05 // Three Distinct Threats Found
SPRAY
Password Spray Attack from 80.66.66.0/24
The primary and most serious threat. 42 rotating IPs systematically attempting to log into every staff email account using common passwords. Running 24/7 since March 24 and accelerating. This is targeted and intentional — the attacker specifically chose CCBOE's Exchange server.
SCANNER
Command Injection Probes from 100.27.42.0/24 (AWS)
A separate actor running automated vulnerability scans, attempting to exploit a known web server flaw through the OWA interface. The probe attempts to run system commands (Servername=127.0.0.1;id;) on the server. The exploit did not succeed, but the probing recurs monthly.
SCANNERS
General Internet Reconnaissance
Multiple automated internet scanning services (Shodan, Palo Alto Cortex Xpanse, and others) have found and catalogued your Exchange server's OWA login page. These are not directly malicious but confirm that your server is publicly visible and indexed — meaning any attacker searching for vulnerable Exchange servers can find yours.
06 // How We Know This Is an Attack
| Indicator | What the Attacker Does | What a Real Employee Does | Verdict |
|---|---|---|---|
| User-Agent | Firefox/135.0 | Microsoft Office/16.0 | Attack |
| Login Result | 401 × 104,875 consecutive failures | 401 once, then 200 (success) | Attack |
| IP Origin | Netherlands anonymous VPS | CCBOE network or employee's home ISP (Georgia) | Attack |
| IP Count | 42 different IPs rotating | 1–2 IPs (home + work) | Attack |
| Time of Day | 24/7, including 2–4 AM | Business hours + occasional evening | Attack |
| Request Interval | Perfectly metered every 60–90 seconds | Variable, based on when user checks email | Attack |
| Auth Type | Basic Auth (sends password in plain Base64) | Kerberos / Modern Auth (secure token) | Attack |
| Connection Type | Connection: close (disconnect after each try) | Persistent connection (stays open for hours) | Attack |
| Duration | 30+ days, continuous, still active | Normal business usage pattern | Attack |
07 // IPs to Block Immediately
🔴 Primary Attacker — Block Entire Subnet: 80.66.66.0/24
Block the full /24 range, not just individual IPs. The attacker controls the entire block and will shift to unused addresses if only specific IPs are blocked.
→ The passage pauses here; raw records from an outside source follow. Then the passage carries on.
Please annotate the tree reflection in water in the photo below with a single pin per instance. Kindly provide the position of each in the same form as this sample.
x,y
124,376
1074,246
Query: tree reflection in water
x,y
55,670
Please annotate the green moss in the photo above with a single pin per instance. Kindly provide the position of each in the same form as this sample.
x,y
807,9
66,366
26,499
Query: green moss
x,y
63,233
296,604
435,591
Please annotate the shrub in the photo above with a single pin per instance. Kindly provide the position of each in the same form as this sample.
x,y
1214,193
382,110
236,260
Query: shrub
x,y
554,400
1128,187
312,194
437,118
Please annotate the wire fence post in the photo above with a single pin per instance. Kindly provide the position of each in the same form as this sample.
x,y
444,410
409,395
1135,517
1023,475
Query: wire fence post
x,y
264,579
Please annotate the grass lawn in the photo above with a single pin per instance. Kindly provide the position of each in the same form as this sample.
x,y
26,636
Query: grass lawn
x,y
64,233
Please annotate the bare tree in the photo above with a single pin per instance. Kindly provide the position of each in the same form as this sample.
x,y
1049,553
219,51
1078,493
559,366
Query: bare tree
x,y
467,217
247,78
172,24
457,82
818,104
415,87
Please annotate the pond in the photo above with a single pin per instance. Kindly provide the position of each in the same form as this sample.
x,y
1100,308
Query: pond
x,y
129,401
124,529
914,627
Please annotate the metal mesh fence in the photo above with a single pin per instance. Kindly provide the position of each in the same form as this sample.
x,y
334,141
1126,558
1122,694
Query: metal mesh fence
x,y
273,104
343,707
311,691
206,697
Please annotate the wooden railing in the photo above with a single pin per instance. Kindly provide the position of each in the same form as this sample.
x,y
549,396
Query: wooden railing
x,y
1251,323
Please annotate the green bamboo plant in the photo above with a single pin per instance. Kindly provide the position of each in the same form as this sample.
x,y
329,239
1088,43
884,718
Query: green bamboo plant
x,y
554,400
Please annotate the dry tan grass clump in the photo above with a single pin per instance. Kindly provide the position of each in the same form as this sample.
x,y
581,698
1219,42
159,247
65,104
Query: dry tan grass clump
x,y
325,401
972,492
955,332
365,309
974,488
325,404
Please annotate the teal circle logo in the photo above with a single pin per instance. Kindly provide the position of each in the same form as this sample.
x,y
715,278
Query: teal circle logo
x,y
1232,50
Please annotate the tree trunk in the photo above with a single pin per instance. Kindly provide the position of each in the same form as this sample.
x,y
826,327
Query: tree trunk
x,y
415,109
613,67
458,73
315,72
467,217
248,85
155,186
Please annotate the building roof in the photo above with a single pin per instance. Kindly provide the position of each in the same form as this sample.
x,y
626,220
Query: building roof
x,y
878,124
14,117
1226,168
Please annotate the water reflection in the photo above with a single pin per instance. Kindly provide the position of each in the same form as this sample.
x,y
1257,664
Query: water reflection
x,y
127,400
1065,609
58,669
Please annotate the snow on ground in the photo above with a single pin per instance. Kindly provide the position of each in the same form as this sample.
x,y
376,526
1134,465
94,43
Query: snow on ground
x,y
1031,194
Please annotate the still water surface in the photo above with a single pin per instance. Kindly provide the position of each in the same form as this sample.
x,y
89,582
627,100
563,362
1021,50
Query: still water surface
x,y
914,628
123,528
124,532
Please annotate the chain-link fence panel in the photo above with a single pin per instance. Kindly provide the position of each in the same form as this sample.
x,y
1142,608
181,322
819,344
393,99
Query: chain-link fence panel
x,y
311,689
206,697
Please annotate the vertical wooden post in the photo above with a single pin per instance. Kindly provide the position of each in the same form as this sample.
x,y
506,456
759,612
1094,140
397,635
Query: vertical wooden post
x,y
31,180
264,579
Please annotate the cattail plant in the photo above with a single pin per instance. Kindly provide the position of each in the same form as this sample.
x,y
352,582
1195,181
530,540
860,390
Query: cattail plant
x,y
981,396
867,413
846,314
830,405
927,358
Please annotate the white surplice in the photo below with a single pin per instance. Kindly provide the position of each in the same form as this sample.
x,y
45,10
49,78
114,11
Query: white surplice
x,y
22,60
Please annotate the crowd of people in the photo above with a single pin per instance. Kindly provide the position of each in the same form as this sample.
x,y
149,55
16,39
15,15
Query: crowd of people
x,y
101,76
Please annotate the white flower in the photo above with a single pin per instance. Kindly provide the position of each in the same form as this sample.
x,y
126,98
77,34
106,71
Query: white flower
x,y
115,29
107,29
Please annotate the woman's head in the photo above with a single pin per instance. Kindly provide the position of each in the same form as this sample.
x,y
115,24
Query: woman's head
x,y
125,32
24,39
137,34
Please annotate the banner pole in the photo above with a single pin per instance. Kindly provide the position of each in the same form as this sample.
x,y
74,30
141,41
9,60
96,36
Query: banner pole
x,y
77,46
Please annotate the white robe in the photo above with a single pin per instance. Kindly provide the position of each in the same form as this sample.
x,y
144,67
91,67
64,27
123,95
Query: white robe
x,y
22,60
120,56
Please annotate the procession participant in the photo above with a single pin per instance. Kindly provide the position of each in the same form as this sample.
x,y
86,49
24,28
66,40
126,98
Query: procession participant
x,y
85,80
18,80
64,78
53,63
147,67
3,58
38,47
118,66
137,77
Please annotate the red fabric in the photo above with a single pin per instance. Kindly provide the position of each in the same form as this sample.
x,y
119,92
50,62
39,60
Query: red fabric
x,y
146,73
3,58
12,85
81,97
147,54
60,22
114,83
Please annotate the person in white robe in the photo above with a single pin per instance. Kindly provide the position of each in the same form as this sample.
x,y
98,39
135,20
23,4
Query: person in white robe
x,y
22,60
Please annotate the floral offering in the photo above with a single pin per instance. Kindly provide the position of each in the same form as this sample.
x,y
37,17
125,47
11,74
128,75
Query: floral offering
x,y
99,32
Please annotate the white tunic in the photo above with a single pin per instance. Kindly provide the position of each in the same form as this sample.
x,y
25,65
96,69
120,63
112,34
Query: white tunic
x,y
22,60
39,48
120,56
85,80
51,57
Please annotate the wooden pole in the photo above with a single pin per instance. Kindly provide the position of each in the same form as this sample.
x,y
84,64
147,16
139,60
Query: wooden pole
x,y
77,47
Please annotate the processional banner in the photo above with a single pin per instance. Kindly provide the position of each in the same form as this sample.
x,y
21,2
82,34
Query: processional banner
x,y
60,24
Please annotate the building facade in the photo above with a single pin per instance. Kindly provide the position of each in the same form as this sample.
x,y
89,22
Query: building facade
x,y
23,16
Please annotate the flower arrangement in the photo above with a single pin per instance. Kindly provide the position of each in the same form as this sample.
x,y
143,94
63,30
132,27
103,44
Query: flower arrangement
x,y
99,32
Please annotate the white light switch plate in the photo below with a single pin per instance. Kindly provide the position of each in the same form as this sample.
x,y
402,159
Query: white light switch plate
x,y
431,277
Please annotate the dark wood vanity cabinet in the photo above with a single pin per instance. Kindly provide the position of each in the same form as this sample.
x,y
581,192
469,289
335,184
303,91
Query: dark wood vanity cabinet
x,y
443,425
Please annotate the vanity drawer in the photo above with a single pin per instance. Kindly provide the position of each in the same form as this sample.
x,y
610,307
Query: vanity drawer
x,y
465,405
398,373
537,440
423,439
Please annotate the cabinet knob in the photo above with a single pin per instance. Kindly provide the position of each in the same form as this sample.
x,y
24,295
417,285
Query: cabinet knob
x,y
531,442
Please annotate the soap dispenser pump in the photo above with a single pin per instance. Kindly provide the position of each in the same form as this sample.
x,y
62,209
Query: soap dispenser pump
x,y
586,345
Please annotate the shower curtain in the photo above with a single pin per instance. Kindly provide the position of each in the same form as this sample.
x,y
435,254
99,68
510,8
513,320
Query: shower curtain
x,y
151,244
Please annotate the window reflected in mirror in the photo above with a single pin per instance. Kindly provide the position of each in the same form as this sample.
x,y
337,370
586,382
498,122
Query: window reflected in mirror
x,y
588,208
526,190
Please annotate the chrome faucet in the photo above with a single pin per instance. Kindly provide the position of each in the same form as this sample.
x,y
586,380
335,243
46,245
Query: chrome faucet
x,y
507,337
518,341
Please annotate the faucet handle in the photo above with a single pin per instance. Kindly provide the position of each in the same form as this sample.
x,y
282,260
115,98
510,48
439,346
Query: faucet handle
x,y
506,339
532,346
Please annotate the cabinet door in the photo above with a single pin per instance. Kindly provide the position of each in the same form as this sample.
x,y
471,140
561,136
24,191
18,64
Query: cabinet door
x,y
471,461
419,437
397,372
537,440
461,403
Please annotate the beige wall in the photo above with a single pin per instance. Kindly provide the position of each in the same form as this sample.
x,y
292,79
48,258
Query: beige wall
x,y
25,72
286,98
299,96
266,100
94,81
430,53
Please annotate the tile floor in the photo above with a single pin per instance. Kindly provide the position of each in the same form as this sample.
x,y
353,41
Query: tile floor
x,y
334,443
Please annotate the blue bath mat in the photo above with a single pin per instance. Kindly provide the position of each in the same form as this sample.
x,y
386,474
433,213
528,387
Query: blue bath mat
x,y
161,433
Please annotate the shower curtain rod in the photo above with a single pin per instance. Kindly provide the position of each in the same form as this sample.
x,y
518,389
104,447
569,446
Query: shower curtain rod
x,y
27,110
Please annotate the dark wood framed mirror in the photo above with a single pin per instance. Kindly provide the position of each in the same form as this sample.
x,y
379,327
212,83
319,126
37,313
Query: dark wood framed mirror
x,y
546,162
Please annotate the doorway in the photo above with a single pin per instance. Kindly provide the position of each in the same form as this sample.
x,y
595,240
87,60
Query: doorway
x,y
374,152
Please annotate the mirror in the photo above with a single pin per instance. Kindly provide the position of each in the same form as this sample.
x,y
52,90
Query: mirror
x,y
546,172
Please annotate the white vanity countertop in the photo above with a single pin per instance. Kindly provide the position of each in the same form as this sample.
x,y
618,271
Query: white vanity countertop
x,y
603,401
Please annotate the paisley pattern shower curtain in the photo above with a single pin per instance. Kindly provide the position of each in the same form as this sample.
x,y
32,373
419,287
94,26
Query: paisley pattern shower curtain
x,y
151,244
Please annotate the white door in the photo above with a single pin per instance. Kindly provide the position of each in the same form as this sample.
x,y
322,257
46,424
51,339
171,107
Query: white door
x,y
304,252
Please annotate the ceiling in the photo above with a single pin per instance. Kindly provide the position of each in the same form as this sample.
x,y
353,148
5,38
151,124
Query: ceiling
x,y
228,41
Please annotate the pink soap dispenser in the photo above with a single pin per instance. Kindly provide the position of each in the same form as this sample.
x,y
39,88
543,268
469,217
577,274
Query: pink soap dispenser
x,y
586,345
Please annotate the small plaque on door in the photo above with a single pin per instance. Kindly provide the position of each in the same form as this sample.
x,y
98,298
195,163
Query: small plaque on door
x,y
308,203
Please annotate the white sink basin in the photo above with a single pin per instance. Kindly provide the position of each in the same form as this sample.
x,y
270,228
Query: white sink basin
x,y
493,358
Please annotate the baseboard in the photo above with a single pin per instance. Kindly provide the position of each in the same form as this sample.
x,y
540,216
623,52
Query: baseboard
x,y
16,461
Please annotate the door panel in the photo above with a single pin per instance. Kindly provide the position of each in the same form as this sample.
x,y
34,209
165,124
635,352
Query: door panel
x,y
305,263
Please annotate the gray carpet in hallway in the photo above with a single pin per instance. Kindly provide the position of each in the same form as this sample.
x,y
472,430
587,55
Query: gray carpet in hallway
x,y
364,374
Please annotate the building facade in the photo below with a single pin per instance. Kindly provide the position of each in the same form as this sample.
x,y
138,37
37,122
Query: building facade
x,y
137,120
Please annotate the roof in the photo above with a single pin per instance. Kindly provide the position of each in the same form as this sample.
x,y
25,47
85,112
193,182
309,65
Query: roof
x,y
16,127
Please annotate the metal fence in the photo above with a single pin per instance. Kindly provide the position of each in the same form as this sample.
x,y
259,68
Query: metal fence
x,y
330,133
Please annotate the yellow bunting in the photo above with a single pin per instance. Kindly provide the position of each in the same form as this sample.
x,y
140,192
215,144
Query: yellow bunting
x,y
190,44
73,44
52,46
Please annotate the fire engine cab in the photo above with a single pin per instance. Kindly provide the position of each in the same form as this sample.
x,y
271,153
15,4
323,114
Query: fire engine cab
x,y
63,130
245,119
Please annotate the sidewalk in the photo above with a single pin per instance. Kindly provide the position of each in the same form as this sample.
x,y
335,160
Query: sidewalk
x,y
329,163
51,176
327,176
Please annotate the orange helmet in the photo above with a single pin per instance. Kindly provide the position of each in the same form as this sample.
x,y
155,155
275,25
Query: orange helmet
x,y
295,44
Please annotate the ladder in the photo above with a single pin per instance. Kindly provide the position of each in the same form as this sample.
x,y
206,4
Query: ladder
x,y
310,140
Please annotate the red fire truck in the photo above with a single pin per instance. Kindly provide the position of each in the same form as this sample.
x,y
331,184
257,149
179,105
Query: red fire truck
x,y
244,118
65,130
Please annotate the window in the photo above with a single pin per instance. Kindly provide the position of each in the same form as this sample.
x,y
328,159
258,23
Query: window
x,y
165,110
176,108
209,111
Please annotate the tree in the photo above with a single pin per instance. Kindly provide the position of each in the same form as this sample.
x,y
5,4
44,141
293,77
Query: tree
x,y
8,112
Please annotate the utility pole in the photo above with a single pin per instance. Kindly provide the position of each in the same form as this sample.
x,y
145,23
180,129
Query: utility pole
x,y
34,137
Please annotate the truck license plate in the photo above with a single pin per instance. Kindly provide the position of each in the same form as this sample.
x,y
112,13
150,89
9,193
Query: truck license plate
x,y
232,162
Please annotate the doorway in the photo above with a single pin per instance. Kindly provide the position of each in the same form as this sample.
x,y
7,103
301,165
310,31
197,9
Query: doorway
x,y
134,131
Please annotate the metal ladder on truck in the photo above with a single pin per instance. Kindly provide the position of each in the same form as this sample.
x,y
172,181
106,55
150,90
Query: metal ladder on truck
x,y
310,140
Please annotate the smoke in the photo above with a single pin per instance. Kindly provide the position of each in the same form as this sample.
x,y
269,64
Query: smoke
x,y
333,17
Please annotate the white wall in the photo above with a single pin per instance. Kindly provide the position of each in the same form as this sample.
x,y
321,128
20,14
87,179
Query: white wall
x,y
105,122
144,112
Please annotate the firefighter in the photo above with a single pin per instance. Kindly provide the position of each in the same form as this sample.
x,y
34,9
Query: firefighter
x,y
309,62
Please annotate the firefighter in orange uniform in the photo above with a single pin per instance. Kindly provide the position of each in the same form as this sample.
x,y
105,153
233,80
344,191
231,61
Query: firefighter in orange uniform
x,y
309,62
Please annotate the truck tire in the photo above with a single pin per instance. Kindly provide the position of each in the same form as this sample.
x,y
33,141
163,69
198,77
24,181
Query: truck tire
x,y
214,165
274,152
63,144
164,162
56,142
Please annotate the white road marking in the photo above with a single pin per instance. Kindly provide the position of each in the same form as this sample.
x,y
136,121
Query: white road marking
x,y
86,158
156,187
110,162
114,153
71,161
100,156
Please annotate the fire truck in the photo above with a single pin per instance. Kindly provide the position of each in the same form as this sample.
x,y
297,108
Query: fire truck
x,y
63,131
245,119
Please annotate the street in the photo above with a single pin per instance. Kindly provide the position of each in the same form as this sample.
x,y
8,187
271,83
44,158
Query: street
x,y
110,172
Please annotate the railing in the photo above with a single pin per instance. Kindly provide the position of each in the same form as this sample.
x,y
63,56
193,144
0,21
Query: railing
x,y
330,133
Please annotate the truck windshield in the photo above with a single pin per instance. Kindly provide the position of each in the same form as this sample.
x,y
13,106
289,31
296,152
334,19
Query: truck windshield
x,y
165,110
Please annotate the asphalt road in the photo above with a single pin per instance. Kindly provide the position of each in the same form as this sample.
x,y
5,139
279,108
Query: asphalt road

🟠 Secondary — Block Subnet: 100.27.42.0/24 (SNMP Injection Scanners)
08 // Recommended Actions
-
01 →
Block 80.66.66.0/24 at the perimeter firewall immediately This stops the current attacker infrastructure from reaching the server. Do this today. It does not fix the underlying vulnerability but stops the bleeding.
-
02 →
Disable Basic Authentication on Exchange EWS and OWA Basic Auth is what MailSniper relies on. Disabling it closes the door the attacker is knocking on. Modern Outlook clients do not need Basic Auth — they use secure modern authentication instead.
-
03 →
Enable Multi-Factor Authentication (MFA) for all staff email accounts MFA means that even if the attacker guesses a correct password, they still cannot log in without the second factor (like a phone notification). This is the single most effective defense against password spray attacks.
-
04 →
Manually inspect W3SVC2 IIS logs on the Exchange server The IIS logs for the RPC endpoint (199MB, too large to process here) must be searched for any HTTP 200 responses from 80.66.66.x IPs. This would confirm whether any login attempt actually succeeded.
-
05 →
Verify with IT leadership that no penetration test is authorized Before treating this as a confirmed hostile attack for escalation/reporting purposes, confirm in writing that no security testing firm has been contracted to test Exchange. If no signed authorization exists, this is a real attack.
-
06 →
Notify your cyber insurance carrier and consider engaging an IR firm 30 days of sustained targeting by a persistent threat actor against a school district's email server warrants professional incident response support. Many cyber insurance policies cover IR firm costs.